For a while, walked in the Company of Hallucination & Terror,

And noted afterward, like something closing within me,

That slight disappointment when I found

The trail again, when the rocks & trees took

Their places beside it, & I went on, up

To the summit of bare rock & the smoke rising

Lazily out of the small hut there, soup & coffee,

A table of brochures & maps of hiking trails

I browsed through idly, recalling being lost,

Recalling the way each rock looked, how

Expressionless it was, how each

Was the same as another, without a face, until

I understood I was completely lost, & then

How someone so thin I could have passed my hand through him

Walked beside me there, & though I did not dare look

To see who it was, I glanced sideways once to see

How his ribs depicted famine, & how his steps beside me

Were effortless, were like air gliding through air

Again & again without haste or hesitation

As the trail appeared again under my feet & rose

Upward in a long series of switchbacks

Through a forest I no longer believed in.

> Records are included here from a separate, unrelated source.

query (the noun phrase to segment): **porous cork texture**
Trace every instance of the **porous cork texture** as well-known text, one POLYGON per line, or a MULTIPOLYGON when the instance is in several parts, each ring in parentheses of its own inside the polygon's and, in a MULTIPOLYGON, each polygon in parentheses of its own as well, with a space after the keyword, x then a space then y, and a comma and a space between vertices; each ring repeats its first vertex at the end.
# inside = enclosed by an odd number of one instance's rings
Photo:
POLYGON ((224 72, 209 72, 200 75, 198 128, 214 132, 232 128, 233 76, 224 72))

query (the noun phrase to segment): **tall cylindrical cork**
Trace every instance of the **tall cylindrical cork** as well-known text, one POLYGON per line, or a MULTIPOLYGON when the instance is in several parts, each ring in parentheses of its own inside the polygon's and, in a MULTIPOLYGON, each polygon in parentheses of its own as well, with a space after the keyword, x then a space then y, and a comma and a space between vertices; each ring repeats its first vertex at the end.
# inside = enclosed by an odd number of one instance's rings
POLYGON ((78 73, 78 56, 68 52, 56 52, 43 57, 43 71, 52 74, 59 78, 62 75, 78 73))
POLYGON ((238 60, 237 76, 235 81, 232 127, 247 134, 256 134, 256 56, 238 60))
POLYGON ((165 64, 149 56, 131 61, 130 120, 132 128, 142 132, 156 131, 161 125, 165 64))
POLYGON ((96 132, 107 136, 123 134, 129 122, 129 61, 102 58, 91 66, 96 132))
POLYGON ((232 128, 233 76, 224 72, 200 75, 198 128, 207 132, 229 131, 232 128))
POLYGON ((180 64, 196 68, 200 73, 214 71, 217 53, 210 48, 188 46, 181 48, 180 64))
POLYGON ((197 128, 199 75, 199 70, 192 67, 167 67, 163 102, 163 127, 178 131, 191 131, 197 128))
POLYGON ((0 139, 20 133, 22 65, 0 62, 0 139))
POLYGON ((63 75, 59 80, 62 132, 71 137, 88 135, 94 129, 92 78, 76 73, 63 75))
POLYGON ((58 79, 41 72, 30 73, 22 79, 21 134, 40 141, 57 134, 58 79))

What I felt was diminishment, embarrassment, &

He must be starving by now, his face multiplying

To become the haunted faces of others in the streets,

Where to walk at night is to be flayed alive beneath

The freezing rain, where the trees glisten with ice,

And the lights are left on all night in the big stores,

If the pleasure of his company does not last,

If the terror of his company does not last,

If forgetting or remembering him are the same, now,

As I slow the car, pull over to the curb,

And wait until I see my dealer emerge

Cautiously as always from the fenced walkway beside

An abandoned house in a street of abandoned,

Or nearly vacant & for sale, houses,

And if, by getting high, one can live

Effortlessly anywhere for a little while, if

Me & my dealer, a Jamaican named John Donne,

Gaze out at the rain & listen to the hushed clatter

Of an empty metal shopping cart someone pushes through the rain,

If we gaze out at the living, & at the dead, & they are the same,

If the sound of a bus going past & the sound of the wind

Are the same, are what is left to listen to in the world,

Though the world sleeps, & the trees above us sleep, their limbs

Mending themselves in the cold wind,

Then both of Us would avert our Faces from His Face.